La apnea, un ascenso rápido y algunas enfermedades pulmonares pueden causar un barotrauma pulmonar, cuyo riesgo aumenta con las enfermedades pulmonares como el asma (si no se medica correctamente) a causa del riesgo de sufrir un broncoespasmo o una obstrucción de las vías respiratorias. La cicatrización o inflamación de los pulmones causada por sarcoidosis o fibrosis intersticial impide que se produzca un buen intercambio de gases y aumenta el riesgo de barotrauma pulmonar. Además, las personas que anteriormente experimentaron un neumotórax espontáneo o un neumomediastino tienen un mayor riesgo. En general, se aconseja a las personas con condiciones pulmonares que pueden aumentar el riesgo de sufrir un barotrauma pulmonar que eviten la práctica de buceo. Para aquellas personas con enfermedades pulmonares subyacentes, el riesgo de barotrauma pulmonar aumenta con los ascensos rápidos, especialmente a medida que se acercan a la superficie, donde los cambios de presión relativa son mayores.

Médicos expertos en medicina de buceo han recomendado que todas aquellas personas que hayan experimentado un barotrauma pulmonar se sometan a una evaluación apropiada antes de volver a practicar buceo.
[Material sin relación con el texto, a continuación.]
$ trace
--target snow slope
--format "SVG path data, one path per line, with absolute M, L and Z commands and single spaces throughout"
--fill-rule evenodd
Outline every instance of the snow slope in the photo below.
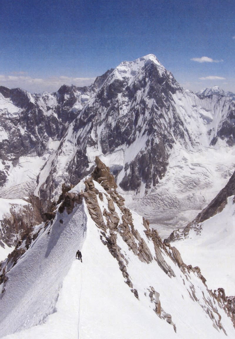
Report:
M 186 239 L 176 246 L 183 260 L 201 268 L 210 288 L 224 289 L 226 295 L 235 294 L 235 204 L 228 199 L 223 211 L 190 229 Z
M 69 192 L 72 199 L 84 191 L 82 203 L 68 214 L 61 209 L 65 199 L 54 220 L 38 226 L 37 238 L 6 274 L 0 337 L 208 339 L 225 338 L 226 332 L 234 337 L 231 319 L 197 272 L 180 268 L 173 250 L 157 237 L 152 241 L 149 235 L 157 234 L 145 228 L 142 217 L 104 187 L 87 178 Z M 92 200 L 109 216 L 99 219 Z M 117 215 L 114 229 L 110 220 Z M 121 231 L 130 216 L 134 228 L 130 220 L 124 233 L 132 237 L 133 248 Z M 75 259 L 78 247 L 82 263 Z

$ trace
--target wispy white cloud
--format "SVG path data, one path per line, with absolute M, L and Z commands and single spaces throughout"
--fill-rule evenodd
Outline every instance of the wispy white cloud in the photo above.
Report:
M 78 87 L 89 86 L 94 82 L 95 78 L 73 78 L 61 76 L 49 78 L 32 78 L 24 72 L 13 72 L 14 75 L 0 74 L 0 85 L 11 88 L 20 87 L 31 92 L 57 91 L 62 85 L 74 85 Z
M 196 61 L 202 63 L 203 62 L 222 62 L 223 61 L 222 59 L 221 60 L 213 60 L 211 58 L 208 57 L 202 57 L 201 58 L 192 58 L 190 59 L 193 61 Z
M 216 76 L 209 76 L 209 77 L 202 77 L 199 78 L 201 80 L 225 80 L 226 78 L 222 77 L 217 77 Z

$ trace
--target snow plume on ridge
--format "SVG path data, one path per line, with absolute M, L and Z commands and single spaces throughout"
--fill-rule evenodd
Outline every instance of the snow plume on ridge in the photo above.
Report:
M 96 162 L 91 177 L 68 192 L 64 186 L 51 220 L 39 226 L 11 269 L 8 258 L 0 335 L 233 337 L 221 292 L 209 291 L 200 269 L 187 266 L 175 248 L 125 206 L 108 168 Z M 82 263 L 75 259 L 78 247 Z

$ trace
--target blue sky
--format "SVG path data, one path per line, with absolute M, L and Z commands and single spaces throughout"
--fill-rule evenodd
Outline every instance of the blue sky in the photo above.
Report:
M 83 85 L 122 61 L 153 54 L 185 88 L 235 92 L 232 0 L 1 4 L 0 85 L 32 92 Z

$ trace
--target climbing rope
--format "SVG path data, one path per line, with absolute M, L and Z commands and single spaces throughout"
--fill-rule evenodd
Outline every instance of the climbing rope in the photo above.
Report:
M 81 295 L 82 294 L 82 265 L 80 265 L 81 267 L 81 288 L 80 289 L 80 295 L 79 296 L 79 307 L 78 308 L 78 339 L 79 339 L 79 323 L 80 321 L 80 300 L 81 299 Z

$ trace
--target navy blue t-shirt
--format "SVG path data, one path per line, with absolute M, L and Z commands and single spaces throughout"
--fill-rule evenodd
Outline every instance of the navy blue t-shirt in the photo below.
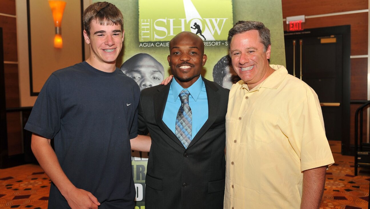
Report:
M 54 139 L 63 171 L 104 208 L 134 206 L 130 139 L 137 135 L 140 89 L 119 68 L 86 62 L 57 70 L 41 89 L 25 129 Z M 69 208 L 52 184 L 49 208 Z

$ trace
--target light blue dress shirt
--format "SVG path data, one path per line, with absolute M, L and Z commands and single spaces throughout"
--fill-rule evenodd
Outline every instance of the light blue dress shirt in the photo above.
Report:
M 189 106 L 191 109 L 192 139 L 196 135 L 204 123 L 208 119 L 208 100 L 206 87 L 201 76 L 193 85 L 187 88 L 190 95 Z M 179 94 L 184 89 L 174 78 L 169 87 L 169 92 L 167 98 L 166 107 L 162 120 L 169 129 L 175 134 L 176 117 L 181 101 Z

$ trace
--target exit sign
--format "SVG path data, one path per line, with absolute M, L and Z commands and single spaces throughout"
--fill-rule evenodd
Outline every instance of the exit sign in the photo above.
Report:
M 305 23 L 306 16 L 305 15 L 299 15 L 298 16 L 292 16 L 287 17 L 286 20 L 287 30 L 288 31 L 295 31 L 302 30 L 303 23 Z
M 302 30 L 303 27 L 302 26 L 302 20 L 296 21 L 290 21 L 289 22 L 288 26 L 288 30 L 289 31 L 295 31 Z

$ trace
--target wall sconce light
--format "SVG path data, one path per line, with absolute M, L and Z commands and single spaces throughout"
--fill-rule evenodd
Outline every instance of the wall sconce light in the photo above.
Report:
M 55 25 L 55 36 L 54 37 L 54 47 L 58 48 L 63 47 L 62 40 L 61 26 L 63 13 L 67 3 L 63 1 L 49 1 L 49 4 L 53 12 Z

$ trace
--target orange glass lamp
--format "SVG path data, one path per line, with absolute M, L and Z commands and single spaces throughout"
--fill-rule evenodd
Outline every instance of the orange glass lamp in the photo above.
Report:
M 51 8 L 53 17 L 55 25 L 55 36 L 54 37 L 54 47 L 61 48 L 63 47 L 62 39 L 62 18 L 67 3 L 63 1 L 49 1 L 49 4 Z

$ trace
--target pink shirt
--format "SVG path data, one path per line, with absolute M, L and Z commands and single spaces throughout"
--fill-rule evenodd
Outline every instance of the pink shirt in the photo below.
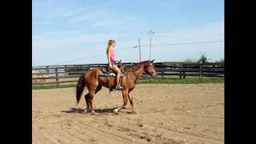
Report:
M 115 61 L 115 54 L 114 50 L 110 53 L 110 61 Z

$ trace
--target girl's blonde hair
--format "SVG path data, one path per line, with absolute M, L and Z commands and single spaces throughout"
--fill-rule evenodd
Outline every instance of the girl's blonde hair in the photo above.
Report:
M 115 41 L 113 39 L 109 40 L 109 42 L 107 42 L 107 48 L 109 48 L 112 43 L 114 43 Z

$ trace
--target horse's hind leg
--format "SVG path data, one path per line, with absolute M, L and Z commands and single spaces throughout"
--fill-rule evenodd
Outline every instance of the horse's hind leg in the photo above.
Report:
M 120 107 L 118 107 L 114 110 L 114 113 L 117 114 L 121 109 L 123 109 L 126 105 L 128 102 L 128 90 L 122 90 L 122 98 L 123 98 L 123 105 Z
M 102 87 L 102 86 L 98 86 L 98 87 L 95 90 L 94 94 L 96 94 L 99 90 L 101 90 Z M 90 92 L 85 95 L 85 99 L 86 102 L 86 106 L 87 106 L 86 109 L 85 110 L 85 113 L 87 113 L 91 109 L 90 103 Z
M 86 102 L 86 109 L 85 110 L 85 113 L 88 113 L 90 111 L 90 106 L 89 102 L 89 93 L 85 95 L 85 99 Z
M 129 97 L 129 101 L 131 106 L 131 109 L 132 109 L 132 113 L 133 114 L 137 114 L 137 112 L 134 111 L 134 98 L 133 96 L 131 95 L 131 91 L 130 91 L 128 93 L 128 97 Z

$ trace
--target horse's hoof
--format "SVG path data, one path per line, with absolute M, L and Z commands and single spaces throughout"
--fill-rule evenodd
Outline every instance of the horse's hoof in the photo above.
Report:
M 114 109 L 114 114 L 118 114 L 118 109 Z

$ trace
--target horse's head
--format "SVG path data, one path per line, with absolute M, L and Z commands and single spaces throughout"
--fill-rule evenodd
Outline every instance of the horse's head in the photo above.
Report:
M 116 61 L 118 64 L 118 67 L 119 68 L 123 68 L 125 66 L 121 62 L 122 59 L 120 59 L 120 61 Z
M 146 65 L 144 67 L 145 72 L 150 74 L 152 78 L 157 77 L 157 72 L 155 71 L 155 67 L 153 63 L 154 59 L 150 62 L 149 65 Z

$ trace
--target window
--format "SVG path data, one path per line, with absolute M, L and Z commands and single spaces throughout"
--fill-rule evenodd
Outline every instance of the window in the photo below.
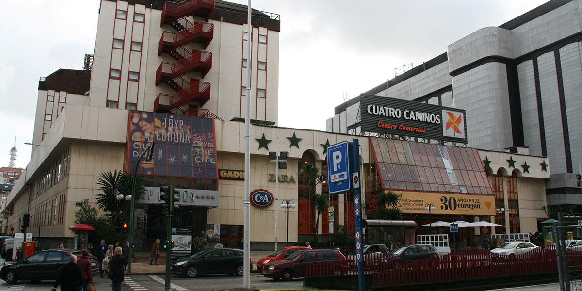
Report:
M 115 16 L 115 18 L 118 19 L 125 20 L 126 16 L 127 16 L 127 12 L 126 11 L 123 11 L 123 10 L 117 10 L 117 15 Z
M 121 77 L 121 71 L 119 70 L 116 70 L 115 69 L 112 69 L 109 71 L 109 78 L 111 79 L 119 79 Z
M 141 42 L 132 42 L 132 50 L 138 52 L 141 51 Z
M 136 22 L 143 22 L 146 18 L 146 15 L 142 13 L 136 13 L 133 16 L 133 21 Z
M 127 79 L 130 81 L 133 81 L 137 82 L 140 79 L 140 73 L 137 72 L 130 72 L 129 76 Z
M 113 39 L 113 47 L 115 48 L 123 48 L 123 40 Z

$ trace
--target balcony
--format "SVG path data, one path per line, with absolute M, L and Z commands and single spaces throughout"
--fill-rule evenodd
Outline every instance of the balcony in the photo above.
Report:
M 171 111 L 192 101 L 204 105 L 210 100 L 210 83 L 194 81 L 189 87 L 173 94 L 160 93 L 154 103 L 157 112 L 170 112 Z
M 162 9 L 159 26 L 171 25 L 175 20 L 188 16 L 200 16 L 208 21 L 214 11 L 214 0 L 185 0 L 179 3 L 168 1 Z
M 212 66 L 212 54 L 205 51 L 195 52 L 191 56 L 175 63 L 162 62 L 156 72 L 155 84 L 168 83 L 190 72 L 200 72 L 203 76 L 206 76 Z
M 206 48 L 214 38 L 214 24 L 199 22 L 178 32 L 164 31 L 158 44 L 158 55 L 175 54 L 177 48 L 192 42 L 203 44 Z

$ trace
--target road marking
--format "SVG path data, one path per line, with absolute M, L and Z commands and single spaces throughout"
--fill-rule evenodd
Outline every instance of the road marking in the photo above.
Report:
M 133 279 L 128 276 L 125 276 L 123 279 L 123 283 L 135 291 L 148 291 L 148 290 L 144 288 L 144 286 L 140 285 L 138 283 L 136 283 L 136 281 L 134 281 Z
M 166 285 L 166 280 L 165 279 L 162 279 L 162 278 L 159 278 L 159 277 L 158 277 L 157 276 L 155 276 L 155 275 L 150 276 L 150 278 L 153 279 L 154 280 L 155 280 L 155 281 L 159 282 L 159 283 L 161 283 L 164 284 L 164 285 Z M 178 285 L 177 285 L 176 284 L 174 284 L 173 283 L 170 283 L 170 288 L 173 288 L 173 289 L 175 289 L 176 290 L 178 290 L 178 291 L 187 291 L 188 290 L 188 289 L 186 289 L 186 288 L 184 288 L 183 287 L 178 286 Z

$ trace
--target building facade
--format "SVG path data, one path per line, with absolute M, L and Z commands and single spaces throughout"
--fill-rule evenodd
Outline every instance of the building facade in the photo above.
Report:
M 581 7 L 577 0 L 549 1 L 467 36 L 366 93 L 466 111 L 467 146 L 549 157 L 548 204 L 580 205 L 582 150 L 574 143 L 582 133 Z M 359 134 L 359 102 L 336 107 L 327 130 Z

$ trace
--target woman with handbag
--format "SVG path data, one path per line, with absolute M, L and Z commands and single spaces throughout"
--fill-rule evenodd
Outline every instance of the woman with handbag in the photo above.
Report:
M 123 282 L 123 265 L 125 265 L 125 257 L 121 255 L 123 250 L 120 247 L 115 248 L 114 255 L 109 261 L 109 272 L 107 278 L 111 279 L 111 290 L 121 291 L 121 282 Z
M 81 267 L 81 271 L 83 272 L 82 291 L 87 291 L 87 286 L 93 284 L 93 273 L 91 259 L 87 257 L 88 255 L 89 251 L 83 250 L 81 251 L 81 256 L 77 260 L 77 265 Z
M 107 247 L 107 251 L 105 252 L 105 257 L 103 258 L 103 267 L 101 268 L 101 272 L 99 276 L 103 278 L 103 274 L 109 268 L 109 263 L 111 262 L 111 256 L 113 255 L 113 246 L 109 244 Z
M 151 247 L 151 257 L 150 257 L 150 264 L 155 262 L 155 265 L 158 265 L 158 258 L 159 257 L 159 240 L 155 240 L 154 245 Z

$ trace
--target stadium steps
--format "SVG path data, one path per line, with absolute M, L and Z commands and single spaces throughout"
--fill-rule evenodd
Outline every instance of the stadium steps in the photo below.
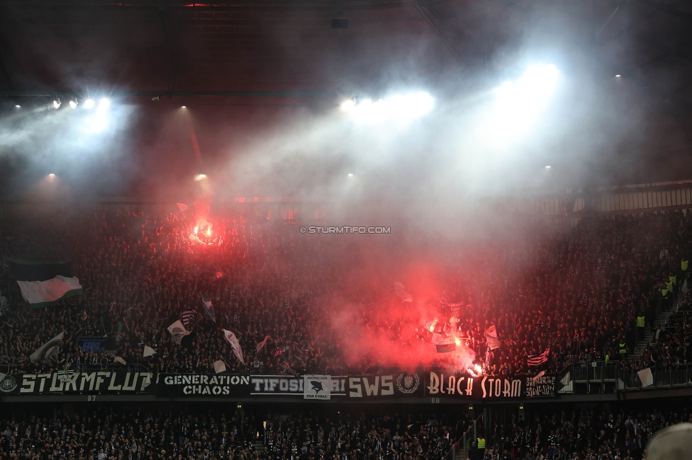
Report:
M 644 352 L 644 348 L 646 345 L 647 342 L 649 344 L 654 343 L 654 333 L 656 331 L 656 326 L 661 325 L 661 328 L 662 329 L 666 326 L 666 323 L 668 322 L 668 318 L 670 318 L 671 314 L 674 311 L 676 311 L 679 308 L 680 308 L 680 303 L 684 294 L 681 292 L 678 293 L 677 297 L 675 299 L 675 301 L 671 305 L 671 307 L 666 310 L 665 311 L 662 311 L 659 314 L 659 316 L 656 317 L 654 320 L 654 323 L 652 325 L 651 330 L 647 330 L 644 333 L 644 340 L 637 343 L 637 346 L 635 347 L 634 356 L 639 357 L 642 356 L 642 353 Z

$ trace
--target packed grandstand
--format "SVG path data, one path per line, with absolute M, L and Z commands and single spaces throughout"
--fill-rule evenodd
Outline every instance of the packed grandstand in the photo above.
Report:
M 5 373 L 125 364 L 215 373 L 221 361 L 257 374 L 425 367 L 474 376 L 590 362 L 670 368 L 692 357 L 685 309 L 670 327 L 653 326 L 687 292 L 689 213 L 583 219 L 561 231 L 532 224 L 519 236 L 434 251 L 401 236 L 375 244 L 303 234 L 280 221 L 207 226 L 208 237 L 182 212 L 4 222 Z M 435 268 L 392 268 L 407 258 Z M 27 260 L 70 261 L 82 294 L 30 308 L 13 272 Z M 647 330 L 654 335 L 635 355 Z M 62 333 L 62 348 L 31 356 Z

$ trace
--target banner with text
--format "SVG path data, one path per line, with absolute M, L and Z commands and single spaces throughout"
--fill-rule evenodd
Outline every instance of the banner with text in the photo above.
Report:
M 349 398 L 422 396 L 423 379 L 418 374 L 364 375 L 348 378 Z
M 75 372 L 65 369 L 46 374 L 6 375 L 0 380 L 5 394 L 136 394 L 154 393 L 151 372 L 100 371 Z
M 249 375 L 229 374 L 159 374 L 156 386 L 160 396 L 247 396 L 251 389 Z
M 481 376 L 471 377 L 431 372 L 426 396 L 465 399 L 509 400 L 555 396 L 555 376 Z M 551 386 L 550 382 L 552 382 Z
M 557 396 L 557 374 L 525 377 L 527 398 L 554 398 Z
M 308 377 L 316 376 L 329 378 L 307 381 Z M 321 391 L 318 391 L 318 385 L 311 383 L 313 381 L 322 385 Z M 302 396 L 304 399 L 330 399 L 332 396 L 346 395 L 346 377 L 344 376 L 251 375 L 250 383 L 251 395 L 294 396 Z M 325 384 L 328 385 L 326 388 Z M 306 398 L 308 394 L 318 397 Z

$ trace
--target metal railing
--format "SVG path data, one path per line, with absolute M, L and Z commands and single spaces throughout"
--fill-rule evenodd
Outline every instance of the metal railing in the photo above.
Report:
M 641 369 L 640 369 L 641 370 Z M 625 369 L 618 362 L 599 361 L 577 363 L 565 367 L 559 374 L 562 386 L 560 394 L 576 393 L 576 385 L 590 384 L 615 384 L 615 391 L 631 391 L 642 389 L 692 388 L 692 365 L 682 364 L 663 369 L 651 369 L 653 384 L 642 386 L 639 370 Z M 567 378 L 569 374 L 569 378 Z M 605 388 L 603 386 L 603 388 Z M 609 390 L 610 391 L 610 390 Z
M 690 364 L 674 366 L 664 369 L 652 369 L 653 384 L 642 386 L 638 371 L 623 370 L 618 389 L 623 391 L 671 388 L 692 387 L 692 366 Z

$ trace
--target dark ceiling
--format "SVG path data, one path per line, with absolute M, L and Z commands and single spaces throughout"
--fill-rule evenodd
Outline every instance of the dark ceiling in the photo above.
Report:
M 686 105 L 692 4 L 4 0 L 0 89 L 342 91 L 493 73 L 528 45 Z M 347 29 L 331 28 L 347 18 Z M 398 75 L 388 69 L 396 64 Z M 403 69 L 403 71 L 401 69 Z
M 396 86 L 463 91 L 540 58 L 604 87 L 622 75 L 650 155 L 613 180 L 649 181 L 692 177 L 691 45 L 692 2 L 669 0 L 3 0 L 0 96 L 328 105 Z

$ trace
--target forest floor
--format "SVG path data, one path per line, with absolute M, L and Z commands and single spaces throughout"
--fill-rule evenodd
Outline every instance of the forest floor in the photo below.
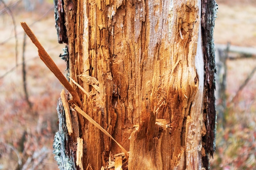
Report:
M 256 48 L 256 1 L 219 0 L 217 2 L 215 43 L 229 42 L 231 45 Z M 13 22 L 0 2 L 0 170 L 15 169 L 19 162 L 27 166 L 27 169 L 58 169 L 52 144 L 58 128 L 56 101 L 63 87 L 40 61 L 36 48 L 27 38 L 24 54 L 29 99 L 32 104 L 29 107 L 23 90 L 24 33 L 20 24 L 20 22 L 27 22 L 65 73 L 65 64 L 58 57 L 65 45 L 57 42 L 53 6 L 52 2 L 35 4 L 31 11 L 25 10 L 21 2 L 11 6 L 17 25 L 16 60 Z M 212 169 L 256 169 L 256 74 L 239 91 L 238 99 L 231 102 L 256 66 L 256 59 L 228 60 L 227 65 L 228 106 L 225 121 L 218 124 L 216 153 L 211 160 Z

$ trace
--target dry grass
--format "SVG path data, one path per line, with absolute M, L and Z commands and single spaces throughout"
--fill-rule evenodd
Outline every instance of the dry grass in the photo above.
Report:
M 238 0 L 217 2 L 219 12 L 214 34 L 216 42 L 226 44 L 229 41 L 233 45 L 256 47 L 255 0 L 247 0 L 246 3 Z M 0 76 L 15 66 L 13 26 L 10 17 L 2 13 L 1 4 Z M 18 63 L 21 62 L 23 35 L 19 23 L 26 22 L 29 25 L 41 18 L 31 28 L 64 73 L 65 63 L 58 56 L 64 45 L 57 43 L 53 10 L 49 11 L 52 4 L 45 3 L 32 12 L 25 11 L 22 5 L 12 9 L 18 33 Z M 0 79 L 0 170 L 14 169 L 18 165 L 18 155 L 22 165 L 25 166 L 27 163 L 38 166 L 33 169 L 57 169 L 52 146 L 57 130 L 56 100 L 62 87 L 40 60 L 37 49 L 28 38 L 27 42 L 27 86 L 33 106 L 29 108 L 25 99 L 20 66 Z M 248 58 L 230 60 L 227 64 L 229 103 L 256 66 L 256 60 Z M 211 159 L 212 169 L 256 169 L 256 82 L 254 75 L 239 93 L 238 100 L 234 104 L 228 103 L 224 128 L 218 127 L 217 152 Z M 42 156 L 36 157 L 38 153 Z M 29 158 L 33 157 L 34 161 L 29 163 Z M 42 162 L 40 159 L 43 159 Z

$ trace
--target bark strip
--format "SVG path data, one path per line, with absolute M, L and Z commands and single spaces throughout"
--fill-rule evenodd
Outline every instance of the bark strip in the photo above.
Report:
M 83 108 L 82 103 L 78 95 L 77 92 L 74 89 L 73 87 L 67 81 L 67 79 L 63 75 L 60 69 L 58 68 L 55 63 L 48 54 L 39 42 L 36 36 L 27 24 L 26 22 L 21 22 L 21 26 L 23 28 L 27 35 L 30 38 L 30 39 L 37 47 L 38 55 L 41 60 L 45 63 L 46 66 L 54 74 L 56 77 L 59 80 L 61 83 L 70 93 L 74 97 L 75 102 L 77 103 L 79 107 Z

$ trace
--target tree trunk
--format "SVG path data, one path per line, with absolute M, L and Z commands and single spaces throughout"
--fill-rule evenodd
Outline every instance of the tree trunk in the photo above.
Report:
M 68 41 L 59 42 L 68 45 L 70 77 L 88 93 L 70 81 L 81 108 L 130 151 L 122 157 L 117 143 L 71 109 L 69 161 L 77 169 L 121 169 L 122 159 L 129 170 L 209 169 L 215 1 L 62 0 L 56 18 Z

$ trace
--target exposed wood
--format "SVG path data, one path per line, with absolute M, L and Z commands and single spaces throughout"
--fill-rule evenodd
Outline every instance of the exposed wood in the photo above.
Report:
M 68 42 L 67 29 L 65 26 L 65 18 L 63 0 L 54 0 L 55 27 L 57 30 L 58 42 L 60 44 Z
M 71 150 L 76 150 L 76 146 L 74 144 L 69 145 L 70 139 L 68 139 L 67 129 L 65 122 L 65 113 L 60 98 L 57 103 L 57 113 L 58 117 L 58 131 L 56 132 L 53 143 L 53 153 L 55 155 L 54 158 L 61 170 L 76 170 L 75 164 L 76 156 Z
M 63 2 L 76 168 L 209 169 L 215 1 Z
M 83 170 L 83 159 L 82 158 L 83 155 L 83 139 L 79 137 L 77 138 L 77 150 L 76 150 L 76 165 L 79 167 L 81 170 Z
M 60 69 L 58 68 L 55 63 L 43 48 L 38 40 L 35 36 L 32 31 L 29 27 L 26 22 L 21 22 L 21 26 L 23 28 L 27 35 L 30 38 L 30 39 L 37 47 L 38 55 L 40 59 L 45 63 L 46 66 L 54 74 L 56 77 L 59 80 L 67 90 L 71 94 L 74 98 L 75 102 L 77 103 L 80 107 L 82 106 L 82 103 L 78 96 L 77 92 L 75 91 L 67 81 L 66 78 L 62 74 Z
M 215 0 L 202 0 L 202 35 L 205 73 L 203 115 L 207 130 L 206 134 L 202 137 L 202 146 L 206 154 L 202 159 L 204 167 L 208 170 L 210 169 L 210 163 L 208 154 L 213 157 L 216 150 L 216 117 L 214 90 L 216 67 L 213 37 L 218 5 Z
M 73 133 L 71 115 L 70 115 L 70 111 L 69 104 L 66 99 L 65 92 L 63 89 L 62 89 L 62 91 L 61 91 L 61 102 L 63 104 L 64 110 L 65 110 L 66 124 L 67 124 L 67 131 L 68 132 L 68 134 L 70 136 L 71 134 Z
M 115 160 L 115 170 L 123 170 L 123 158 L 121 156 L 117 157 Z

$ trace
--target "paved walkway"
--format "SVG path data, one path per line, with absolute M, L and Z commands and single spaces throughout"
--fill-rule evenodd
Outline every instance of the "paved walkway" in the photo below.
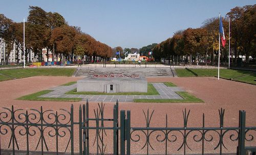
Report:
M 120 102 L 132 102 L 134 99 L 180 99 L 183 98 L 176 91 L 184 91 L 178 87 L 167 87 L 162 83 L 152 83 L 160 95 L 72 95 L 65 94 L 68 91 L 76 88 L 77 84 L 70 86 L 60 86 L 50 89 L 53 90 L 41 97 L 81 98 L 90 101 L 115 102 L 117 99 Z
M 136 68 L 102 68 L 87 67 L 87 66 L 80 67 L 76 74 L 76 76 L 88 76 L 93 74 L 105 74 L 110 73 L 130 73 L 143 74 L 146 77 L 166 76 L 173 77 L 170 66 L 163 66 L 162 67 L 140 67 Z M 167 67 L 166 67 L 167 66 Z

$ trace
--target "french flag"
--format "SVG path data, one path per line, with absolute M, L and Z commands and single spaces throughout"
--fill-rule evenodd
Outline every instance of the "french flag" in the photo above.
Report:
M 220 30 L 220 33 L 221 36 L 221 43 L 222 44 L 222 46 L 225 47 L 226 44 L 226 39 L 225 39 L 225 34 L 224 33 L 223 24 L 222 24 L 222 18 L 221 18 L 221 15 L 220 16 L 220 26 L 219 28 Z

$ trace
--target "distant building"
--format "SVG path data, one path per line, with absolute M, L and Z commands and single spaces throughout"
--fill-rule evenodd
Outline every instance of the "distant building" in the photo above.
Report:
M 127 57 L 125 57 L 125 59 L 128 61 L 138 61 L 139 58 L 139 54 L 128 54 L 128 56 Z
M 9 63 L 15 63 L 19 60 L 19 63 L 23 63 L 23 55 L 22 50 L 17 48 L 17 45 L 14 43 L 13 48 L 10 53 L 9 58 L 6 58 L 6 44 L 5 41 L 0 38 L 0 64 L 4 64 L 6 62 Z M 31 49 L 29 49 L 28 54 L 28 61 L 32 62 L 34 59 L 34 53 Z M 6 59 L 8 59 L 6 60 Z

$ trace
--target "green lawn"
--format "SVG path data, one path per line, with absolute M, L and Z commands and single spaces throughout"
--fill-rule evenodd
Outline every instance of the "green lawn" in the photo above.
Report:
M 38 75 L 71 76 L 76 68 L 18 68 L 0 70 L 0 81 Z
M 218 76 L 217 69 L 176 69 L 179 77 L 215 76 Z M 256 72 L 253 71 L 233 70 L 220 69 L 220 77 L 231 79 L 239 82 L 256 85 Z
M 66 94 L 75 95 L 159 95 L 158 92 L 152 84 L 147 84 L 147 92 L 120 92 L 116 93 L 106 93 L 98 92 L 76 92 L 76 89 L 66 93 Z
M 79 101 L 82 100 L 81 98 L 53 98 L 53 97 L 38 97 L 39 96 L 49 93 L 52 90 L 43 90 L 33 94 L 23 96 L 16 99 L 28 100 L 42 100 L 42 101 Z
M 184 99 L 134 99 L 135 102 L 154 103 L 203 103 L 204 101 L 186 92 L 177 92 Z
M 10 77 L 0 74 L 0 81 L 7 81 L 13 79 L 11 78 Z
M 171 82 L 164 82 L 163 83 L 167 87 L 177 87 L 176 85 L 175 84 L 173 84 Z
M 76 83 L 75 81 L 70 82 L 69 83 L 67 83 L 67 84 L 65 84 L 62 85 L 61 86 L 70 86 Z

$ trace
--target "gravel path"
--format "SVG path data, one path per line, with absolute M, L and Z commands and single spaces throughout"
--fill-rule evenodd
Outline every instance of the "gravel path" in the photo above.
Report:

Lamentablemente, Rick no reconoció sus síntomas durante los buceos de entrenamiento un año antes como indicadores de un enfisema subcutáneo, por lo que siguió buceando sin consultar a un médico. Afortunadamente para Rick, sí reconoció los síntomas después del segundo suceso y recibió un tratamiento apropiado.

Desde entonces, Rick ha vuelto a bucear después de dos exitosas cirugías para solucionar el problema de las ampollas.